1. Aux Etats Unis ou les deux grands partis politiques sont les democrates et les republicains:
– en 1992, Chester James Carville Jr etait directeur de la campagne presidentielle du candidat du parti democrate, le jeune William Jefferson Clinton, alors gouverneur de l’Etat d’Arkansas (au sud des Etats Unis),
-au meme moment, sa petite amie Mary Matalin aidait le camp republicain pour la reelection du president George H. W. Bush (= Bush pere decede le 30 novembre 2018).
James et Mary se sont maries en 1993 et ils ont deux enfants.
2. Je ne crois pas que sur le PLAN (STRICTEMENT) IDEOLOGIQUE, il devrait y avoir tellement de difference entre les partis CNDD-FDD et le Palipehutu-FNL.
Respectez son conjoint dans ces choix est primordial , si non ça serait une dictature et non une vie de couple
« Et nos enfants, quel sera leur parti? »
Mon commentaire:
1. « Le 18 janvier 1963, le nouveau gouverneur de l’Alabama (=Etat au sud des Etats-Unis), George Wallace, dans son discours inaugural appelait a « LA SEGREGATION AUJOURD’HUI, LA SEGREGATION DEMAIN, LA SEGREGATION POUR TOUJOURS… »
(Voir Histoire de la segregation raciale aux Etats-Unis d’Amerique. boowiki.info.
Il faut noter qu’il etait encore du parti democrate.
2. Aux elections presidentielles de 2016, la democrate Hillary Clinton a pu recolter 89% des voix des noirs americains.

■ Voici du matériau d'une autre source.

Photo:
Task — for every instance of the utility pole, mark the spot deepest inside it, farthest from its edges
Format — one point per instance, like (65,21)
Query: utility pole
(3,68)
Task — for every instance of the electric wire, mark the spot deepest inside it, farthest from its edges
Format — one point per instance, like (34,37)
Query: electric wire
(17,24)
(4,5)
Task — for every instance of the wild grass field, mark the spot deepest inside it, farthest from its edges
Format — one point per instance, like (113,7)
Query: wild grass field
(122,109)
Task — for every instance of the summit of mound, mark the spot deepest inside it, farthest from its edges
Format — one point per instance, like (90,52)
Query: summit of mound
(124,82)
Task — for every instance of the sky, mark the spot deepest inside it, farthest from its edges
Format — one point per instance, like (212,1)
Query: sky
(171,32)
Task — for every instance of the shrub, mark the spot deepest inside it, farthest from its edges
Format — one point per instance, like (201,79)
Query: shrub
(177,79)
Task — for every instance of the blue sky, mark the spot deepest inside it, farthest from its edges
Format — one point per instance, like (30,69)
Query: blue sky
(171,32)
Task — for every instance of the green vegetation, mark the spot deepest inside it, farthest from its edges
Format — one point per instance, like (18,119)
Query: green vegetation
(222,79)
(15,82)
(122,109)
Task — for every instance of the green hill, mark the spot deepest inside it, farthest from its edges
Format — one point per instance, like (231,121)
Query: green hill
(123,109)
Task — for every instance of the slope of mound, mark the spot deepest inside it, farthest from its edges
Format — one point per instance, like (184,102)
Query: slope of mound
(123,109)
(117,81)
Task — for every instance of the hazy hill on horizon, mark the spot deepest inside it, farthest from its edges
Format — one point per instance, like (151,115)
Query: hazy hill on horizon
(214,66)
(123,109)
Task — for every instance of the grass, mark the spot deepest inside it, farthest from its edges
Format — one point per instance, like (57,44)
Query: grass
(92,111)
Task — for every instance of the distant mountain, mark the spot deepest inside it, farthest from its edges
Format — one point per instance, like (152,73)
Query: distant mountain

(Voir Why so many Black voters are democrats, even when they aren’t liberal. https://fivethirtyeight.com, 26 February 2020).
Gaye fofana
Chaque personne doit avoir un droit d’appartenir au parti politique de son choix. C’est normal. Permettez moi de vous dire que l’article est très délicat et personne ne veut pas activer ce genre de débat, pas parce que c’est un tabou à craindre mais parce que la plupart des burundais pensent que le cas de différentes appartenances politiques chez les conjoints n’est pas possible à gérer. Certains couples trouvent remède dans la séparation comme si l’idéologie d’un parti vient écraser l’amour, la nature de leur relation. Je veux vous dire ce que je pense à ça….Jusqu’à maintenant le peuple burundais ne sait pas encore ce que c’est un parti politique, on l’observe clairement lors des meetings, des propagandes, des réunions, ou même des déclarations des dirigeants des partis dans les médias. J’ai 26 ans mais je n’ai jamais entendu un membre du pati entrain de parler de ce que son parti prévoit de l’économie du pays une fois élu, de la préservation de notre culture, des stratégies dans l’éducation, de la technologie qui permettrait au pays de s’adapter au monde actuel. Par contre, qu’est-ce qu’ils font? Bien sûr ils chantent des critiques à l’encontre des autres, des injures, des propos méchants. Alors, ils attendent que les burundais votent pour leur parti pour sa présentation spectaculaire comme si c’était une audition pour un musicien professionnel. Si un parti politique était considéré comme un moyen communautaire pour faire avancer le pays comme pour les association dans le développement, le mari et son épouse qui divergent leurs appartenances politiques auraient été Tresor impatients de partager paisiblement leurs points de vue pour le bien du pays et de la famille, les enfants et les voisins. La question qu’on devait alors se poser aujourd’hui est la suivante: C’est quoi un parti politique pour un murundi?